顎関節症になる人とならない人

 顎関節症の原因は,何か一つの障害があると必ず発症するというものではないということが最近の研究でわかってきました.

 つまり,かみ合わせや姿勢が悪くても顎関節症になる人とならない人がいるのです.

 たとえば,顎関節に明らかに悪影響があるのに,顎関節症の症状が現れていない人がいる一方で,明らかなかみ合わせの異常が無いのに顎関節症状が現れる人がいるのです.また,ある人はひどい歯ぎしりをしているのに顎関節に異常が無かったり,軽度の歯ぎしりでも症状を訴える方がいらっしゃいます.
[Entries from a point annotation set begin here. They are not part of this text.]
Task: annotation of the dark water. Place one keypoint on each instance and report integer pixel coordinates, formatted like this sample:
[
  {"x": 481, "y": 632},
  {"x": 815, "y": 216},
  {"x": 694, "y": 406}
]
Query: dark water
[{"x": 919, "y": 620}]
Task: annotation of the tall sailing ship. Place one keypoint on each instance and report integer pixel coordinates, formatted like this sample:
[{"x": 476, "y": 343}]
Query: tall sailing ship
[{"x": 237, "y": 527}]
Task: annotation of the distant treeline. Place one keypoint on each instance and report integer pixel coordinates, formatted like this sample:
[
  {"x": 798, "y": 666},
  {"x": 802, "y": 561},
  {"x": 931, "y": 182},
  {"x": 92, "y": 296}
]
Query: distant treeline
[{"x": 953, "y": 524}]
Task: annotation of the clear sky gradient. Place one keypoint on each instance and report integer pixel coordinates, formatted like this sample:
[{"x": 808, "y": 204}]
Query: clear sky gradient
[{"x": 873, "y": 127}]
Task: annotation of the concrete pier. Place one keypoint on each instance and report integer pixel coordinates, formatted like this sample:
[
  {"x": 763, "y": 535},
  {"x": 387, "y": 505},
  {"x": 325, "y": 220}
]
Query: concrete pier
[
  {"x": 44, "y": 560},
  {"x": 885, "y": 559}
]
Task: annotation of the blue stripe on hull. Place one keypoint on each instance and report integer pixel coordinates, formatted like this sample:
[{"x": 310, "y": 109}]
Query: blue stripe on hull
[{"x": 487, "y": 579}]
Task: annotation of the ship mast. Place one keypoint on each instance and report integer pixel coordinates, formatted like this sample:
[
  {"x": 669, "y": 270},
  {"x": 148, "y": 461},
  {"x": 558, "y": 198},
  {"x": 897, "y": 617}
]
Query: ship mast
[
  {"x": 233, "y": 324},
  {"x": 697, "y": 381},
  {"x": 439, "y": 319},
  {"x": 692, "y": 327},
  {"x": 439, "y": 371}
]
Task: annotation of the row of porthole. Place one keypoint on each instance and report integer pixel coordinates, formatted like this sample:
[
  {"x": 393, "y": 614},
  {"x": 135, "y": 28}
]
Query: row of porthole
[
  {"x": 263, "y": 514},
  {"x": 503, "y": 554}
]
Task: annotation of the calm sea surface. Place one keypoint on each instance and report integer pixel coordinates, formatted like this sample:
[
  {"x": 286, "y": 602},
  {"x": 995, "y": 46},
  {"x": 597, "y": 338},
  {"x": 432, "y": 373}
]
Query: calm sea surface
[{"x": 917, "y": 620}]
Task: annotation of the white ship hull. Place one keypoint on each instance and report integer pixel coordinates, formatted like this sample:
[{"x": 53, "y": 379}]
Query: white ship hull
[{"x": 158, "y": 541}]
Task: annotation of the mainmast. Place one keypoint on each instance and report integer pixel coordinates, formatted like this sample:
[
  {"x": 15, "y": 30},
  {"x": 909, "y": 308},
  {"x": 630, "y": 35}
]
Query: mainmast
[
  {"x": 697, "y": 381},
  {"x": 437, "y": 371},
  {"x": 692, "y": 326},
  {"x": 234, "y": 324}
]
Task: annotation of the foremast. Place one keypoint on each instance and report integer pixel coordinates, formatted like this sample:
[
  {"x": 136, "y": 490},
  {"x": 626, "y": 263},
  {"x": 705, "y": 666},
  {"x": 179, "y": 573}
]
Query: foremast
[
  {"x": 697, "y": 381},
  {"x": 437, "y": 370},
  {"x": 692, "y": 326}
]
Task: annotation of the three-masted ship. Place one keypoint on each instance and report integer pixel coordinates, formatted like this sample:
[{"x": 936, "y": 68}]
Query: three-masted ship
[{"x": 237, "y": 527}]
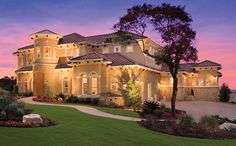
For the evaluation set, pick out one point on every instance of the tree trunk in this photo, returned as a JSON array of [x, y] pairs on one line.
[[143, 42], [174, 94]]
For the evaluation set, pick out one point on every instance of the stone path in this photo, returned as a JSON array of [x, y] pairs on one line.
[[84, 109]]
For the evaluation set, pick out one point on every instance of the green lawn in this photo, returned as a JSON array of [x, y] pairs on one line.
[[76, 128], [118, 111]]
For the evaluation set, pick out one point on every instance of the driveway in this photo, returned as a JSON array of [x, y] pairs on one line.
[[197, 109]]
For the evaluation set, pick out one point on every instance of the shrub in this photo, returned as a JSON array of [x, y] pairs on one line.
[[72, 99], [134, 96], [94, 101], [10, 108], [61, 95], [186, 121], [224, 93], [149, 106], [209, 122], [158, 113]]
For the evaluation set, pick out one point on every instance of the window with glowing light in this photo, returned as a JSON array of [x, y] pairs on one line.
[[94, 82], [65, 85]]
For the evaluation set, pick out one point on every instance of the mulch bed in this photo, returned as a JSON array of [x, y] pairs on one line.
[[169, 126], [18, 123]]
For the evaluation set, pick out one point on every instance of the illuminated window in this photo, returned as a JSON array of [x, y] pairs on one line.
[[38, 52], [208, 82], [84, 84], [117, 49], [194, 82], [29, 57], [47, 52], [201, 82], [65, 85], [129, 49], [68, 52], [105, 50], [114, 86], [149, 91], [94, 82], [25, 88]]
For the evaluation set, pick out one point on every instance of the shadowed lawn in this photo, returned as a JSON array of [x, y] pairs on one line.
[[118, 111], [76, 128]]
 これは,その人が持っている顎関節の耐久力の大小に影響があると考えられています.つまり,顎関節の構造が弱く,耐久力の小さい方は,顎関節症の原因と思われるいくつかのうちの2〜3個があるだけで顎関節症の症状を発症し,逆に耐久力の大きい方は,耐久力の小さい方と同じ顎関節症の原因があったとしても顎関節症を発症しないと考えられています.

 このように,顎関節症は,個人の持つ耐久力の大きさと顎関節症の原因のバランスが崩れたときに発症すると考えられているのです.

 したがって,顎関節症の治療には,その人の持つ顎関節の耐久力や顎関節症の原因を把握することが重要です.そして,耐久力が小さいと判断された方には,できるだけ原因となりうる因子を排除することが重要です.